23. That one weird toy saxophone that lady was playing is called a Zanzithophone. It’s an electronic MIDI type deal, and one of at least two instruments the band uses to make those bleating hurdy-gurdy/bagpipe sounds.

24. For the first few songs everybody was sitting politely. I think we were afraid of Mangum, or afraid of spooking him. Was he the Soup Nazi or a rare bird we felt lucky to spot on a branch? Eventually he said “stand up!,” and we all did. At once. Like robots. Like church.

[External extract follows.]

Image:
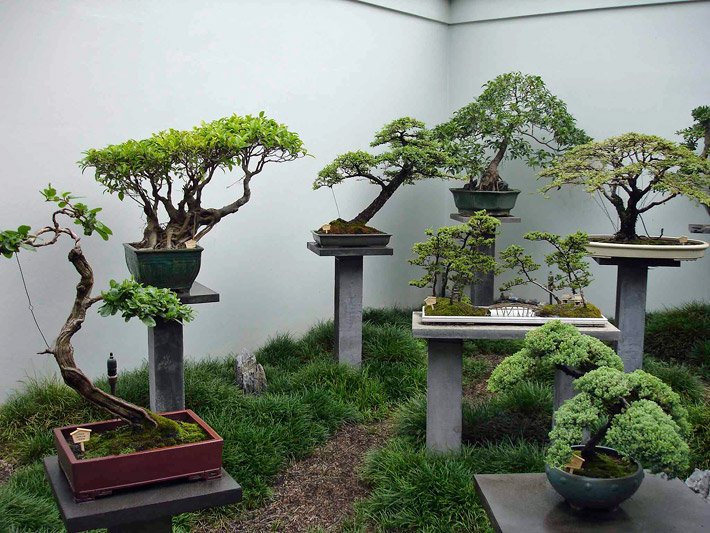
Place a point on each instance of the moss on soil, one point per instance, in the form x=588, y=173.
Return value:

25. Bear with me on this: Maybe his whole head is fake — papier maché, maybe? — and he is actually a foot shorter and staring out at us through eye-holes in the chest area. Probably not, though. There's no earthly purpose for that.

26. “City of frost-covered ain gels.” That line still gives me shivers. Also the one about “music and medicine you needed for comforting.” And all the other lines.

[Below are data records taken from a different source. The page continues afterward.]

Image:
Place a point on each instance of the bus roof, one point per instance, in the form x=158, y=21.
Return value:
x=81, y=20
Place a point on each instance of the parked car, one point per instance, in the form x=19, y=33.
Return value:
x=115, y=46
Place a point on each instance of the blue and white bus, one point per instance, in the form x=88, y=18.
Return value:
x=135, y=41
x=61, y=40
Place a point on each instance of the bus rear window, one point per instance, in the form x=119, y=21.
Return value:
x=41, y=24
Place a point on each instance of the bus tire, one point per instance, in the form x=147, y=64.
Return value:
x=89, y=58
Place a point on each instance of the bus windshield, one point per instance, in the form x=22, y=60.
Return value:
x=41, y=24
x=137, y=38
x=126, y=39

27. The show isn’t all Aeroplane. Two of On Avery Island’s most potent rock songs, “Gardenhead” and “Song Against Sex,” are on the set list. They sounded raw and still potent.

28. I remember doing a story on the Lilys, and Kurt Heasley told me about the time he was living or hanging out with Mangum and Robert Schneider of Apples in Stereo and they were all working on their debut records in the same house. That building, somewhere near Denver, should get its own kind of Colonial Williamsburg treatment one day. Maybe a whole NMH museum, where you can reserve time to flip through his notebooks and look at his fake beard under glass.

29. If you’re going to the show at Union Transfer tonight, do not try to tug his beard. Because you’re a decent human being. And because of course it’s a real beard.